There is a program which will allow you to manipulate and alter the app tho. It will allow you to manually create and assign yourself blocks. That program is clearly against their terms of service. The bots however, are not.


----------



## pepe_inaki (Jul 5, 2016)

Any app recommendation for Android ?


----------



## Basmati (Sep 14, 2014)

pepe_inaki said:


> Any app recommendation for Android ?


FREP is good if you are not rooted. If you are rooted than Repetitouch is a little better.


----------



## jester121 (Sep 6, 2016)

Simulating swipes and taps = manipulating. Not even debatable, for anyone with a basic understanding of English vocabulary.


----------



## Basmati (Sep 14, 2014)

The bot programs have a developers option that would allow programmers to easily prevent their use in an app. If Amazon cared about the bots than they would block them from operating. Amazon clearly does not care.


----------



## CarmenFlexDriver (Jun 21, 2016)

Amazon seems to have a problem with some automated programs/bots but I don't think it's a problem to run a program that simply mimicks human actions like FREP.
That being said......I'm pretty sure now that these programs are not an issue at our location. This morning we have blocks being dropped all morning......10 offers on my screen for all our normal times slots and even afternoon slots i've never seen. All 4 hour blocks. Still offers sitting there and they keep releasing earlier times. So, no bots grabbing them. Probably could have strung 2 blocks together today, never seen that before.

Coincidentally it was right after updating to 5947 version this morning.

Edit: 2 hours later 8 blocks still sitting there? Very odd for us.....


----------



## jester121 (Sep 6, 2016)

We've seen the floodgates open up here as well the past 2 weeks or so. Not sure if they're bringing more territories in house from USPS/UPS, or weird staffing, or something else, but plenty o' work to be had. I even saw some 4 hour blocks for the first time in a LONG time.

ETA: I'm talking Logistics here...


----------



## uberer2016 (Oct 16, 2016)

That's very odd. I still get nothing in my area. All blocks are instantly grabbed. Doesn't matter if it's restaurant or what time it is. Even when they dropped 3 to 5 blocks at the same time, they all would just get snatched up immediately. Only block I could get consistently everyday is 4pm-6pm because of the traffic (less tip per hour so people less willing to work and warehouse needs most drivers at this time.) If this keeps up, I think I'm going to transfer to Logistics. I'll let everyone else fight for blocks.


----------



## CarmenFlexDriver (Jun 21, 2016)

Right now i'm considering this some sort of abnormal day. We'll see how the rest of the week goes? But as far as showing that automated bots are grabbing all the blocks, this pretty much shows it's not happening here. I also managed to grab a block for tomorrow while watching the "show" today. Even with 8 other blocks on my screen I was able to find and accept the next day block.
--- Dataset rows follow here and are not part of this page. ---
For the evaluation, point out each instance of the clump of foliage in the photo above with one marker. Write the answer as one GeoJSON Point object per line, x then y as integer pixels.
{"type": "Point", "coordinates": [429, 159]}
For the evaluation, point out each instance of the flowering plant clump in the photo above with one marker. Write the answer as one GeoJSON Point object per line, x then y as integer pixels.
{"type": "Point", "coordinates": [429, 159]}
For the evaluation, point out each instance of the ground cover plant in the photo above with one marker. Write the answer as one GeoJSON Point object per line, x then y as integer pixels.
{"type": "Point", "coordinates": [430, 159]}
It's still going strong. They finally upped the rate to $80 for the afternoon blocks and those are still sitting and more times being dropped.


----------



## krazo (Nov 10, 2015)

Not seeing available blocks for prime now, other than the regular pop ups that disappear immediately. Are you seeing offers from different warehouses, or just one?


----------



## CarmenFlexDriver (Jun 21, 2016)

krazo said:


> Not seeing available blocks for prime now, other than the regular pop ups that disappear immediately. Are you seeing offers from different warehouses, or just one?


 I'm only seeing blocks for DMI2. Yeh, not sure what's going on but weird and changing as always.


----------



## Pragmatic (Jan 4, 2017)

Bots require developer level and admin privilege before you an even install them. 
They have the ability and capability to turn your smart phone into a zombie device.
You get a free software. The bot maker gets your data.


----------



## jester121 (Sep 6, 2016)

Moral of the story -- get second cheap/free used android phone with nothing except the Flex app and botware loaded on it, connect it via wifi, and you've got a dedicated block fishing machine with no risk of your data being stolen from your main phone.


----------



## CarmenFlexDriver (Jun 21, 2016)

Another active day today for same day releases here. Blocks sitting there for hours, released early in the morning. 
Still some sitting unclaimed for 11:30, 12:30 and 1pm 4 hour blocks. 

Same day blocks are scooped up very quickly like most but still can be had if you're quick enough. Got the one yesterday and working on one for tomorrow. This is without an auto program/bot.


----------